12/01: A Flat Pu-erh Tea

A flat pu-erh tea is observed when the tea has stored for a period of time, when brewing it, it losts its aroma, and it even tastes awful.

I had talked about this a few years back.

Some tea experts have found that this is a must-have phenomenon for a tea to age, most of the time. Let's say we place our tea into a storage environment with somewhat ideal conditions: say the humidity about 70%, and the temperature in the range of 22-30 celsius. It is said that a tea made with big tree leaves would enter this state after 5 and half year, while a plentation tea takes a bit longer, about 6 years.

You might be shocked when a pleasant tea used to be so wonderful, now became so bad you simply wanted to toss it into the trash.

In a much similar situation, when you bought a 'semi-aged' tea that was about 5-8 years old from a vendor, and it tasted so bad, you felt being cheated on.

You must hated the guys whom sold you the trash.

But don't despair, it is the end of tunnel!

Why? Some researchers reason that with over 60 elements and compounds existed in a Pu-erh tea, some very complex chemical/physical/biological changes cause this 'slum' condition, and it is short lived.

If the tea is good, soon enough the 'trash' tea would start to change after one year or so, after that everytime you try it, it becomes better.

So don't jump to a conclusion so fast, and go easy on these flat Pu-erh teas, you might be surprised in a long run.

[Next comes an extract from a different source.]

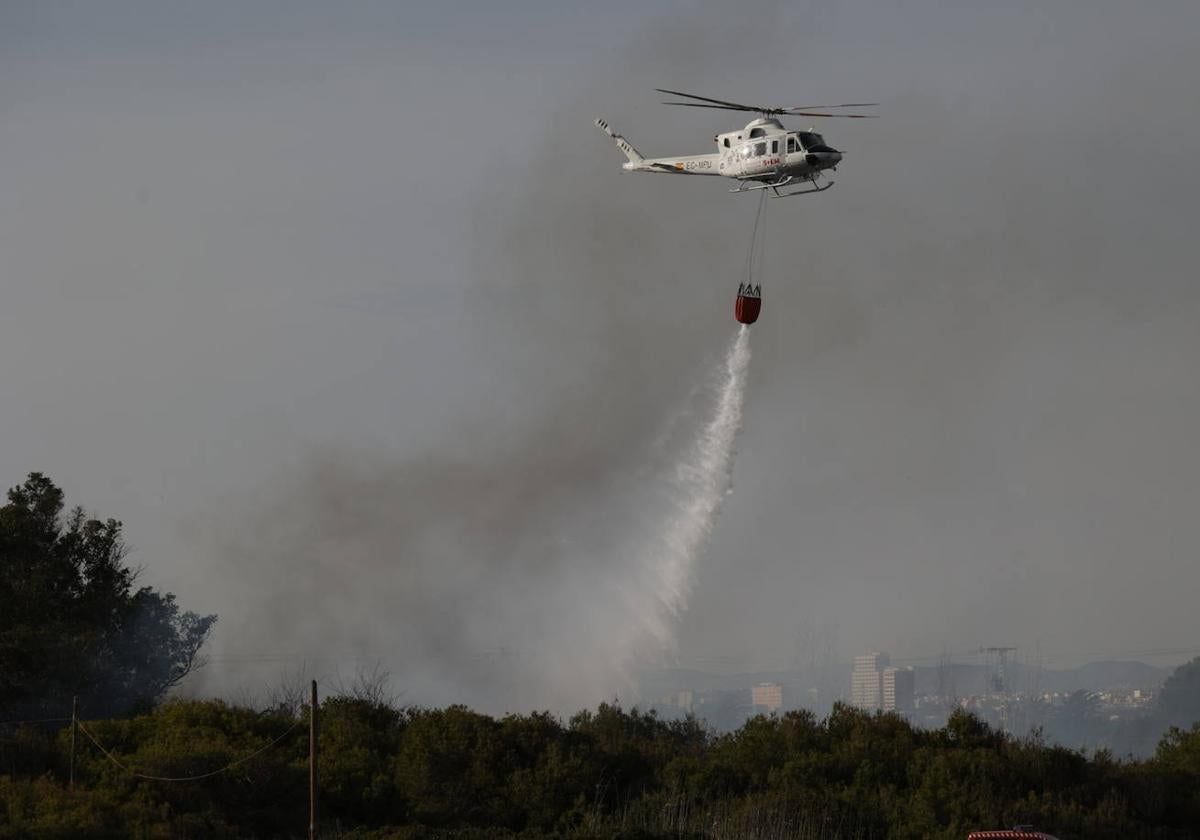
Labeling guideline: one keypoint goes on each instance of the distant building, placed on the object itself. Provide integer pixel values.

It is that complicated in a wonderful Pu-erh tea world.

Comments made

How would you describe the taste following the 'slum' period? What is it one should go for in a 7+ year old semi-age puerh?
13/01 09:35:55
After the slum period, a tea tastes like a normal tea again, it may not be better than you expected, but it is improving. A 7+ year old semi-age puerh is most likely out the slum period, so it's easier to figure out.
14/01 06:58:58
Once it reaches this state I've found that breaking up the cake (if I'm only doing one) and re-vivifying it in a basket or open glass jar for a year or so, often longer, really helps. It at least shortens the time. When a 5 to 7 year old tea has behaved as Jim describes, I've had great results. Double rinsing for those wetter cakes helps too.